According to the leaked user manual, the spyware has two modules. While Athena, the primary module, targets Windows XP to 10, the secondary module dubbed Hera targets Windows 8 through Windows 10.
"'Athena' - like the related 'Hera' system - provides remote beacon and loader capabilities on target computers running the Microsoft Windows operating system (from Windows XP to Windows 10)," WikiLeaks said in a statement.
When was Athena created and what does it do?
Documents leaked by WikiLeaks, dated between September 2015 and February 2016, indicate that the spyware was created in August 2015, a mere month after Microsoft released Windows 10. The dates indicate that despite Microsoft's firm statements on how difficult it is for Windows 10 to be compromised, just months after the new operating system's launch, the CIA likely had the ability to hack Windows 10.

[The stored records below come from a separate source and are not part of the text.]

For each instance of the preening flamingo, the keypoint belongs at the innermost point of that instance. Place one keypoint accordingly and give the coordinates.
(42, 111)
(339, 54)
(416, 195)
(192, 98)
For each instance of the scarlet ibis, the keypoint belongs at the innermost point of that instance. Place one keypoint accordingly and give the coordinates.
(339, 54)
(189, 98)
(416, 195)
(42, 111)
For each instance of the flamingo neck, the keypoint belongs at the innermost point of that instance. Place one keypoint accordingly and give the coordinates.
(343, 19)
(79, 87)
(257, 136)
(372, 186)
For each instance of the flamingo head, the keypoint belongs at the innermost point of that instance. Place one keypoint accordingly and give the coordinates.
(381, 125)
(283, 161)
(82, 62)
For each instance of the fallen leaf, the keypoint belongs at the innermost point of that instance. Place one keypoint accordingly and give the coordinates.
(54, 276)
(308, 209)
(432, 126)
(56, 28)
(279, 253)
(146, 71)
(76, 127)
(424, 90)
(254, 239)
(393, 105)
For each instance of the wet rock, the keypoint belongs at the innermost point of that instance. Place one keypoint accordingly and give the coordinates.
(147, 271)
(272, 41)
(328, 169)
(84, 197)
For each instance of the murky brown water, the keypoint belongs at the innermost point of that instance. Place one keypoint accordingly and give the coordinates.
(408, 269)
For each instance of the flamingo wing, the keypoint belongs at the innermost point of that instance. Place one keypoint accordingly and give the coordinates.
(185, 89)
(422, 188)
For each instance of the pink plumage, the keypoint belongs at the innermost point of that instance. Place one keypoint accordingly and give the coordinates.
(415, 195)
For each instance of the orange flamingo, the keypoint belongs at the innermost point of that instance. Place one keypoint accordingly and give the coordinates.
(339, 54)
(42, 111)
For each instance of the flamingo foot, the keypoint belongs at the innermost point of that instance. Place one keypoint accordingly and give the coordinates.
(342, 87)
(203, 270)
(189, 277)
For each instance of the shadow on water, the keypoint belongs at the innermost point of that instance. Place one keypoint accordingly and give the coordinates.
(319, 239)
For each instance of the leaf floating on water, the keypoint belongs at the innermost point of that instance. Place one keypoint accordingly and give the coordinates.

"Once installed, the malware provides a beaconing capability (including configuration and task handling), the memory loading/unloading of malicious payloads for specific tasks and the delivery and retrieval of files to/from a specified directory on the target system. It allows the operator to configure settings during runtime (while the implant is on target) to customize it to an operation," WikiLeaks said.

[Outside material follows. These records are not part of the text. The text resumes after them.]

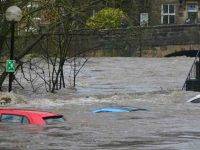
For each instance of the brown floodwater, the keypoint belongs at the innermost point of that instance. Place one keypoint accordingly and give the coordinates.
(170, 123)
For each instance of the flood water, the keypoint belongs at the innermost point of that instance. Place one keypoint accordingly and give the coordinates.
(170, 123)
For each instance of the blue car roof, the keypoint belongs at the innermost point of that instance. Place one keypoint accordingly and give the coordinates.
(117, 109)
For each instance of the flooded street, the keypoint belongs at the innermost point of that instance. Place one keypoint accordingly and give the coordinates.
(170, 123)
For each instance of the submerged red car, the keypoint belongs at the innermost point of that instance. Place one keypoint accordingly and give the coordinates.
(23, 116)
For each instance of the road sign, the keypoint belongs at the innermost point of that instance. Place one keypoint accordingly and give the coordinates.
(10, 66)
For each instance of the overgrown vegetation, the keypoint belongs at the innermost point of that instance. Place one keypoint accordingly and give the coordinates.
(48, 30)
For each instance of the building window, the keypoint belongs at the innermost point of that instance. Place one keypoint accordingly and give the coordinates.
(168, 14)
(192, 9)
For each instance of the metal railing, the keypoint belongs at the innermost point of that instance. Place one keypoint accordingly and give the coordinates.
(192, 72)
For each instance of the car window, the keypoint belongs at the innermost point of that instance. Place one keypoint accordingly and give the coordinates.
(25, 120)
(54, 119)
(14, 118)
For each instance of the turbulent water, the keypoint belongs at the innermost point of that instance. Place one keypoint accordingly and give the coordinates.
(154, 84)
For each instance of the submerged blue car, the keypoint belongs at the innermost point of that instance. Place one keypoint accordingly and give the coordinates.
(117, 109)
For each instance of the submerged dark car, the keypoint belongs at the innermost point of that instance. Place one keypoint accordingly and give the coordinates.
(24, 116)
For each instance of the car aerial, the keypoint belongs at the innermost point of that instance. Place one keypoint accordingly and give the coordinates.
(25, 116)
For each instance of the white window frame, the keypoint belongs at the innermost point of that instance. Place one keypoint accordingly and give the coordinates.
(168, 13)
(196, 4)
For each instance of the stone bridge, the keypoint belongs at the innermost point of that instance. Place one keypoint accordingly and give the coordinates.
(158, 41)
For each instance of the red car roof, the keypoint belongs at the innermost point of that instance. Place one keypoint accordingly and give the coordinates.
(34, 116)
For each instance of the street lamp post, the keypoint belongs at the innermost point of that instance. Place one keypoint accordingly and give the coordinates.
(13, 15)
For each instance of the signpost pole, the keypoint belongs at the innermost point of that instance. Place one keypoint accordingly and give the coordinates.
(11, 74)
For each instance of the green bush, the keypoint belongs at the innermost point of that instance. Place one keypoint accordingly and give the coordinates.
(108, 18)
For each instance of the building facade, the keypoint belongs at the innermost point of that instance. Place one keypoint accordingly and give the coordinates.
(166, 12)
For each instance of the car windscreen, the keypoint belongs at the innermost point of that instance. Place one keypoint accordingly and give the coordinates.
(54, 119)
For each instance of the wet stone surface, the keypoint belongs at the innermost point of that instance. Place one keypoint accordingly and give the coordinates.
(171, 123)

Although in essence Athena is not all that different from other standard cyberespionage malware strains, according to the documents released by WikiLeaks, the spyware has been designed to evade security detection software, specifically Kaspersky's antivirus software.
Siege Technolgies founder Jason Syversen said his firm was working on a system that would help the US military determine whether a cyberweapon was effective or not, the equivalent of the military's "kill metric" for classic weapons.

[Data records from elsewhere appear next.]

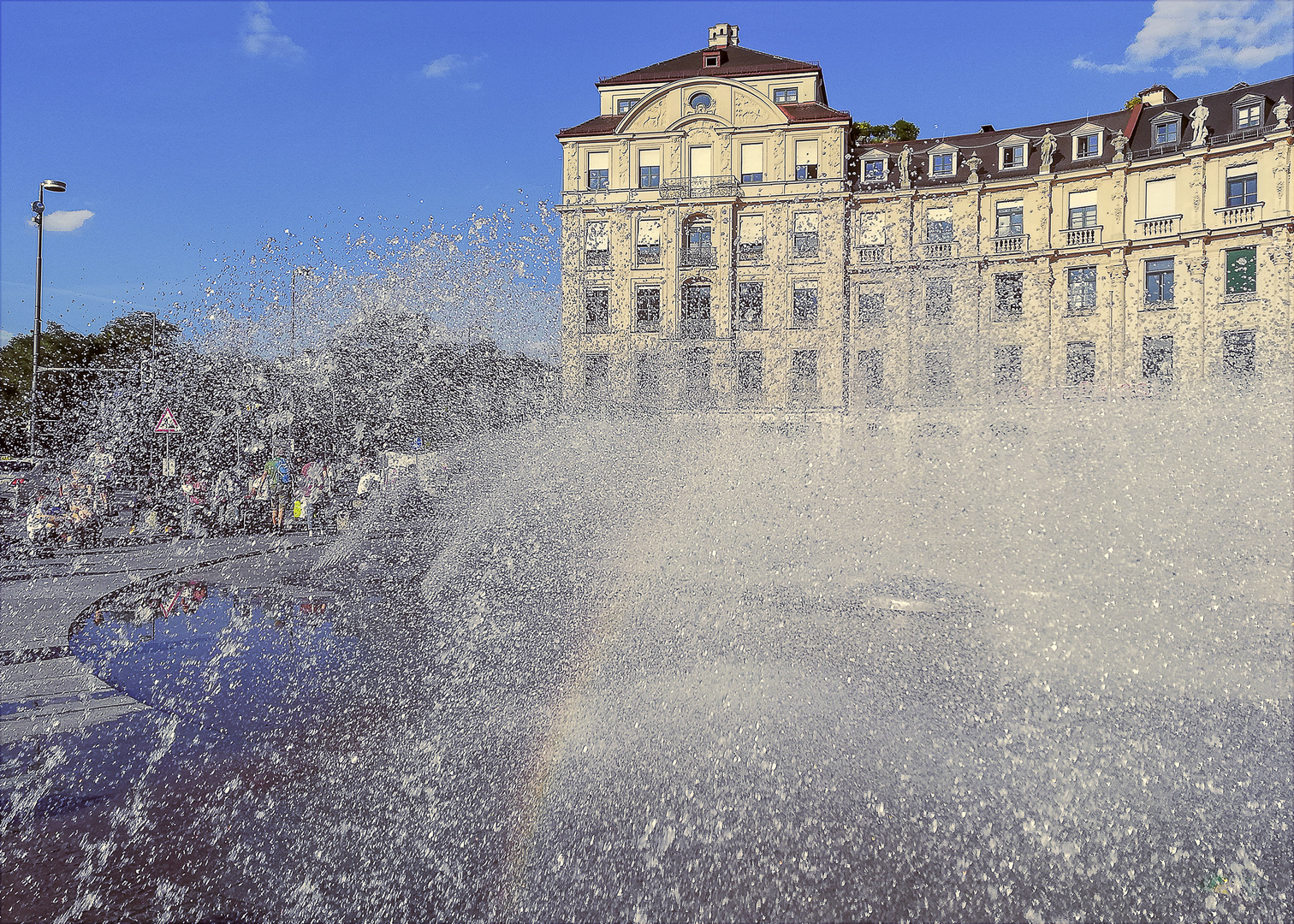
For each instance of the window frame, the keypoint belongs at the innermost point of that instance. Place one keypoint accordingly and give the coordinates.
(1015, 310)
(1158, 281)
(1081, 300)
(591, 323)
(804, 312)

"I feel more comfortable working on electronic warfare," a 2014 Bloomberg article quoted Syversen as saying. "It's a little different than bombs and nuclear weapons — that's a morally complex field to be in. Now instead of bombing things and having collateral damage, you can really reduce civilian casualties, which is a win for everybody."
WikiLeaks has not provided any evidence suggesting the CIA used Athena. However, such a comprehensive spyware would likely be considered a major asset in the spy agency's cyber arsenal.
WikiLeaks' latest CIA Vault 7 release comes on the heels of a major victory for the whistleblowing group and its founder Julian Assange as Swedish prosecutors announced that they are dropping their alleged rape investigation against the WikiLeaks founder.
Despite the victory, Assange remains under threat of arrest if he steps out of the Ecuadorian embassy where he has been residing since 2012. The UK police said that Assange would be arrested if he left the Ecuadorian embassy over the "much less serious offence" of failing to surrender to the UK courts in 2012.